Minorité ethnique de tradition nomade depuis le moyen-âge, cette communauté se composait de paysans ambulants qui se déplaçaient en roulotte avec leurs chevaux en terre irlandaise. De nos jours, ils seraient 25 000 à vivre dans le Sud et 1500 dans le Nord de l’Irlande.

Les Travellers possèdent leur propre langage, valeurs et codes, en-dehors des us et coutumes de la société irlandaise. Marginalisés et exclus, ils vivent pour la majorité en caravanes, dans des camps en périphérie des villes et en marge de la société. Bien que le gouvernement ait mis à leur disposition des aires d’accueil où les caravanes peuvent s’installer, certains campements n’ont pas l’eau courante. Ellen et Paddy que j’ai rencontrés pour le reportage vivent dans un logement social à l’intérieur d’un camp à Cashel. Comme une grande majorité de cette population, ils sont au chômage et vivent des aides sociales. Les familles se sédentarisent dans un mode de vie précaire.

Le 1er mars 2017, l’état irlandais officialise leur statut de minorité ethnique, un premier pas important pour les Travellers en quête d’égalité au sein de la société.

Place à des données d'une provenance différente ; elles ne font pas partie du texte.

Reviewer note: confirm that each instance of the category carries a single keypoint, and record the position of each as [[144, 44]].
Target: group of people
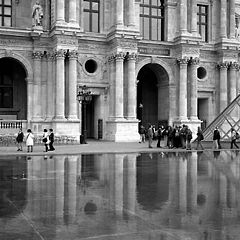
[[176, 137], [181, 136], [47, 139]]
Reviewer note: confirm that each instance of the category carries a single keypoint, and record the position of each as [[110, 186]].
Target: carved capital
[[234, 66], [120, 56], [223, 65], [37, 55], [194, 61], [183, 61], [73, 54], [60, 53], [132, 56]]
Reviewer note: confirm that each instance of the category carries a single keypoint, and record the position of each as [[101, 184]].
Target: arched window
[[152, 19], [6, 13], [91, 9]]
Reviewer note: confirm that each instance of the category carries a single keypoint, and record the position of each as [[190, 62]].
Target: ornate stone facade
[[175, 80]]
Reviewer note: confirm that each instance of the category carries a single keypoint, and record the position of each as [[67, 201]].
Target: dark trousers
[[51, 148]]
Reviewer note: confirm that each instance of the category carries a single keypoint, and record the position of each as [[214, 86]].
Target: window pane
[[86, 5], [146, 28], [95, 22], [86, 22], [7, 2], [95, 6], [7, 11], [7, 21]]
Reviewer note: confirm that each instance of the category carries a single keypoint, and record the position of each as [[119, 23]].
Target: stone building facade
[[157, 61]]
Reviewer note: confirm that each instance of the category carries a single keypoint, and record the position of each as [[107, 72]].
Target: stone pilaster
[[193, 88], [194, 17], [73, 11], [60, 85], [73, 55], [60, 5], [119, 12], [223, 19], [111, 61], [37, 100], [182, 103], [131, 87], [232, 19], [183, 16], [44, 95], [223, 85], [30, 98], [119, 57], [131, 13], [233, 67], [50, 92]]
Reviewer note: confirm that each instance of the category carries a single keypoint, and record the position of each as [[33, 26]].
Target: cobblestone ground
[[99, 147]]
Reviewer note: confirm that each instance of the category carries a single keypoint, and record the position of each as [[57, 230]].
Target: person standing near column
[[51, 139]]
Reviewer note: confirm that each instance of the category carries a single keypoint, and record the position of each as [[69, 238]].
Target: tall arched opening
[[13, 90], [153, 95]]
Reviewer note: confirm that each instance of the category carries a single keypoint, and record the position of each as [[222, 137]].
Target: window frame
[[150, 7], [90, 12], [200, 23]]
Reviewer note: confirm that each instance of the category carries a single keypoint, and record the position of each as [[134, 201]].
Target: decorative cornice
[[184, 60]]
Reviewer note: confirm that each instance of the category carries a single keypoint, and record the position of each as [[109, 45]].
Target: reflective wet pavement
[[162, 196]]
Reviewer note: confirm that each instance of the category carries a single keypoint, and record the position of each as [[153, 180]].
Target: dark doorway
[[152, 95], [13, 90]]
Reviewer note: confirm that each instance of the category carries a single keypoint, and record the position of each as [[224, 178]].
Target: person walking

Les membres de la communauté dans laquelle vivent Ellen et Paddy ont instauré leurs propres règles, inventé une répartition des rôles spécifique en fonction des sexes. Les enfants, désormais tous scolarisés, tiennent des places précises selon leur ordre dans la fratrie. Paddy fils, l’aîné, s’occupe des chiens pour la chasse aux lapins, ou des chevaux qui paissent tranquillement dans leur jardin. Paddy père entretient une relation particulière avec son cheval, une complicité ancestrale. Les Travellers ont toujours détenu des chevaux pour participer au travail agricole, ou simplement pour tirer leurs roulottes. En tant qu’ancien boxeur, Paddy collectionne les médailles et les trophées. La boxe est le sport favori de cette communauté depuis des générations et la plupart des hommes la pratique. Melissa aide sa mère, Ellen, à s’occuper de ses huit enfants. Le nombre élevé d’enfants dans une fratrie est commun chez les Travellers.

Mon souhait est de montrer des modes de vies singuliers et plus simplement l’Autre dans ce qu’il est. C’est ce que mes photographies veulent exprimer.
C’est pendant l’hiver 2015, au cours de mon premier voyage en Irlande, que j’entends parler des Travellers. De nature sensible aux conditions des minorités ethniques et des personnes exclues, le mépris exprimé par une partie de la population irlandaise à leur égard m’encourage à les rencontrer. C’est ainsi que j’ai fait la rencontre d’Ellen et Paddy. En 2016 et 2017, je retourne à plusieurs reprises en Irlande dans le but de rencontrer d’autres familles – on m’offre souvent un thé dans une caravane – mais seul ce couple et surtout leur huit enfants m’ont permit un réel contact avec cette communauté. Aujourd’hui, nous sommes toujours en contact. J’attends que les enfants grandissent pour pouvoir approcher le monde de l’adolescence dans cette communauté.

J’ai abordé ce sujet avec un hybride de chez Fujifilm qui me permet d’être discrète et saisir de réelles scènes de vie. L’usage du grand angle me permet de ne pas dissocier le sujet de son environnement qui participe à définir l’identité des individus. Les recherches consacrées aux Travellers sont rares et les Travellers eux-même n’ont qu’une idée vague de leur origine. En ce sens, le noir et blanc reflète bien le flou qui règne autour de leur histoire.